Canadian pharmaceutical company Medicure has received full approval from the US Food and Drug Administration (FDA) to enrol subjects in a Phase III clinical trial of its investigational product, MC-1.
MC-1 is indicated to treat the rare paediatric disease known as pyridox(am)ine 5′-phosphate oxidase (PNPO) deficiency.
The study will assess the therapy’s ability to treat this condition, enrolling around ten patients at centres in Australia and the US.
Medicure is initially seeking marketing approval for the product in these two countries.
The company has secured orphan drug designation and rare paediatric disease designation from the FDA for MC-1 to treat seizures associated with PNPO deficiency.
It has also received orphan drug designation from the European Medicines Agency (EMA) to treat PNPO deficiency.
Medicure CEO and board of directors chair Dr Albert Friesen said: “MC-1 has the potential to become the first FDA-approved therapy for patients with PNPO deficiency.
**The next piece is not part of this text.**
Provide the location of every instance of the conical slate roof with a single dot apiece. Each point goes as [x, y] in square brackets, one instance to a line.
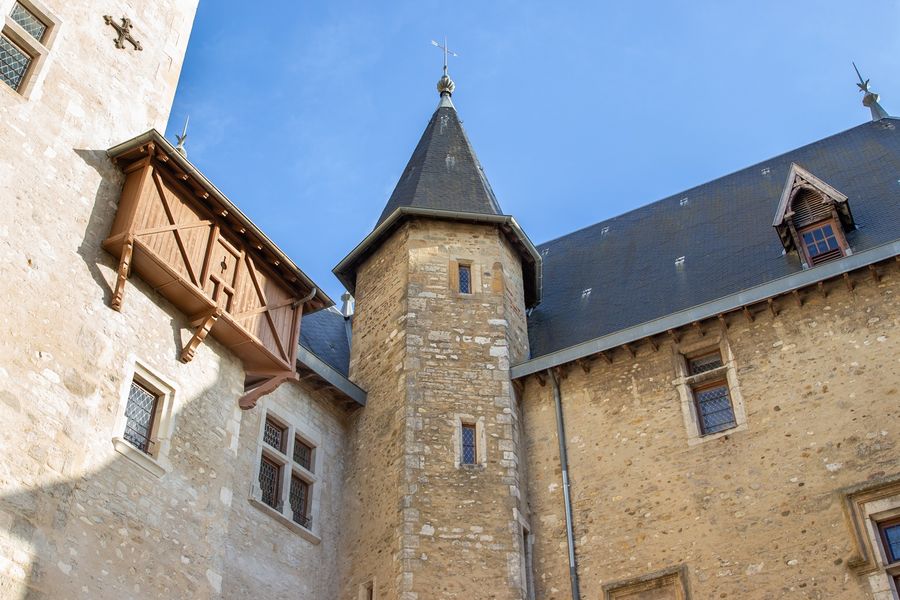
[443, 173]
“We sincerely thank all of the clinicians, patients and their families for participating in this study.”
Under the FDA Safety and Innovation Act (FDASIA), the FDA can designate a rare paediatric disease status for serious or life-threatening illnesses that primarily impact individuals from birth to 18 years of age.
These diseases must have a prevalence of less than 200,000 people in the US.
The FDASIA was passed into federal law in 2012.
Based in Winnipeg, Medicure is involved in the development and commercialisation of therapies for the cardiovascular market in the US.
The company is currently focusing on the marketing and distribution of AGGRASTAT (tirofiban hydrochloride) injection and ZYPITAMAG (pitavastatin) tablets in the country through its subsidiary Medicure Pharma.
Its Marley Drug pharmacy in North Carolina provides an extended supply drug programme that serves customers in 50 US states, as well as Washington DC and Puerto Rico.